[Feature]: Including Units Evaluating Model Performance and Controlling Iterative Models Example :MLJ

Question

[Feature]: Including Units Evaluating Model Performance and Controlling Iterative Models Example :MLJ

NK-Aero opened this issue a year ago · 10 comments

using MLJ
using DynamicQuantities
using SymbolicRegression

SRegressor = @load SRRegressor pkg=SymbolicRegression

X = (; x1=rand(32) .* us"km/h", x2=rand(32) .* us"km")
y = @. X.x2 / X.x1 + 0.5us"h"
model = SRRegressor(binary_operators=[+, -, *, /])
mach = machine(model, X, y)
fit!(mach)
y_hat = predict(mach, X)
# View the equation used:
r = report(mach)
println("Equation used:", r.equation_strings[r.best_idx])
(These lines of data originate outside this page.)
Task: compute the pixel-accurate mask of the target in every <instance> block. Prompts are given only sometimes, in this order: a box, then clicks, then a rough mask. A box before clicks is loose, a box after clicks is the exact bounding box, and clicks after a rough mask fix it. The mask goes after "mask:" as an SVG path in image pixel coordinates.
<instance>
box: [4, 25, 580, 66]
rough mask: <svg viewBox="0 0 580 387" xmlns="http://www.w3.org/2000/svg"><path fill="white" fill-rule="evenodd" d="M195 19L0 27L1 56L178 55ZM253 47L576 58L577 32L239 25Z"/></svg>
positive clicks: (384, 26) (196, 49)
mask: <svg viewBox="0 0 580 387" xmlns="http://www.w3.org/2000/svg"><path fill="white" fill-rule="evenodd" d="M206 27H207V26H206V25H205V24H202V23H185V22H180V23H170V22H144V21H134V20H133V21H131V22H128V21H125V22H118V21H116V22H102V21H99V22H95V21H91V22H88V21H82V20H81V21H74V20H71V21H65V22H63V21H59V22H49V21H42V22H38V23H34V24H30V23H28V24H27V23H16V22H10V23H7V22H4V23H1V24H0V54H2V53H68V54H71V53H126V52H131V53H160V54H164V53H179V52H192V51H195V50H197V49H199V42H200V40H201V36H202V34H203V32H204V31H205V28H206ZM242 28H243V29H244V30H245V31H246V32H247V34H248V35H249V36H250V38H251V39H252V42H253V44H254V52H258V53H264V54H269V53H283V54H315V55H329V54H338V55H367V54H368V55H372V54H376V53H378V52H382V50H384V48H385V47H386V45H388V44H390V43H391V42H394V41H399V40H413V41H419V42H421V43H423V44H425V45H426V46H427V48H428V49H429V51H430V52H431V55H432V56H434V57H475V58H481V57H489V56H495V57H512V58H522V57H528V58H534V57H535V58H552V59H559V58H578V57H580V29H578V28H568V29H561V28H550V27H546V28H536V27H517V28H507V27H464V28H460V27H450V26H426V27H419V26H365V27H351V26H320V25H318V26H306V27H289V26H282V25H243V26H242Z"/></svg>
e=evaluate!(mach, resampling=CV(), measure=rms)
println("RMS error on holdout set: ", e.measurements[1])

the error is "ERROR: DimensionError: 0.8940974674375995 h and -0.8940974674375931 have incompatible dimensions"

Answer 1 · 2023-08-02T12:33:09.000Z

Sorry I’m not sure I understand the question. ustrip is indeed how you remove units.

Answer 2 · 2023-08-05T16:30:40.000Z

Oh I think I understand now., sorry for being slow. The issue is that predict(mach, X) does not use the same units as the original y you passed, right? I guess the simplest thing is to store the units of y and then return them in predict?

Answer 3 · 2023-08-05T17:03:25.000Z

@NK-Aero Could you please verify that #244 fixes this for you?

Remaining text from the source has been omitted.